I am a member of the separate template for each color. Eats up valuable stencil material but saves on my nerves. I do combine different sizes of stones same color on one template. Though I have found that separate templates are best as the next time I may want to mix colors. 

I have the DAS system with the smart frames. They are great for lining up multi size/color designs.

My 2 cents worth.


----------



## allhamps (Mar 15, 2007)

My $0.02 too.

Rick - Sorry, but I have to totally disagree with you about the acrylic tape. That's all I use, and have been using for 5+ years. Never had a problem with things not sticking. It DOES require extra care in packing and shipping transfers, but that can also be done successfully.

Multiple Template Alignment - When I have to cut multiple templates for a design, I use an alignment method. I do my design and place a 1" border around the entire design. When I cut, I hide the colors I don't need on a particular template and cut the needed color and the border for each color in succession. This way, if you put the upper left corner of the template in the exact same point each time, you always get perfect alignment of your design.

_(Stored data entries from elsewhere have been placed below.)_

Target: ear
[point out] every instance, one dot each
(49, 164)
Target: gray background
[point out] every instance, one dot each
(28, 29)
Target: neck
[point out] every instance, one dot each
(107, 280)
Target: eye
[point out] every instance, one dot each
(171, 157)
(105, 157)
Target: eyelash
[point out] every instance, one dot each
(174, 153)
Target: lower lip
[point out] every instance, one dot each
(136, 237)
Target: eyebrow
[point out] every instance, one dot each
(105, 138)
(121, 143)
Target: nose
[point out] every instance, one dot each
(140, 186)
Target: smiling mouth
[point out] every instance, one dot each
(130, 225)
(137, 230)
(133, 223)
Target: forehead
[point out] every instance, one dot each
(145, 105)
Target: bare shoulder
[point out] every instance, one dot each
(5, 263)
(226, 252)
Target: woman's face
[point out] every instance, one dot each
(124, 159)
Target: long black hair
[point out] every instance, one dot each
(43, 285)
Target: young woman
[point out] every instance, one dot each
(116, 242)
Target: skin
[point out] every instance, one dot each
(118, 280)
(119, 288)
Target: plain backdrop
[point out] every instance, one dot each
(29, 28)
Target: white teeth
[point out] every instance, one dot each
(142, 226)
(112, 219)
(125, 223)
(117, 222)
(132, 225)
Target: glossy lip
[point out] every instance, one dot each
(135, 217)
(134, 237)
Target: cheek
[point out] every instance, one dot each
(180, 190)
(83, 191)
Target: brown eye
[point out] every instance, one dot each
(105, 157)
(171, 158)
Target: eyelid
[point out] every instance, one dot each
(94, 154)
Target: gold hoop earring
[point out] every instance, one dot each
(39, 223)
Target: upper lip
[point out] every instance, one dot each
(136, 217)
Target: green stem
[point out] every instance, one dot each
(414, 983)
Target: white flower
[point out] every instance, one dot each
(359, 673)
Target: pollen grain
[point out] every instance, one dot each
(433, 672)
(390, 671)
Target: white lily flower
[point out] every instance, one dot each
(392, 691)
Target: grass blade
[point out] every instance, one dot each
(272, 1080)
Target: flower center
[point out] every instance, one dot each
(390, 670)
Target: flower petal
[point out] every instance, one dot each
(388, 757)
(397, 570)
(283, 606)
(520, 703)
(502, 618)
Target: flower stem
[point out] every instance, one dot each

Stone Size/Order of Pick Up - I think someone already mentioned it, but if you are using different size stones, always do the smallest stones first, as the larger stones will raise the paper higher and you have to put more pressure on the tape to lift the smaller stones. Also, I don't know if necessary, but I always work from the inside out. So in your 2 color design, I would place the interior fill stones first, and then do the exterior outline last. That way, it makes it just a little easier to nudge an outer stone if it seems to be out of alignment.


----------



## SickPuppy (Aug 10, 2009)

As far as the alignment issue is concerned two ways to deal with that 

1. Use a frame, place the transfer tape over the frame then lay it over the 1st color template and press the tape to the stones. Then take the frame and lay it on top of the 2nd color template and press the tape to the stones. The frame will allow you to position the first color stones into the correct place prior to pressing.

2. Use a flock work station, there are videos of how to do this posted on the web. You can purchase flock from different companies or make your own, the process is posted here on the forums.


----------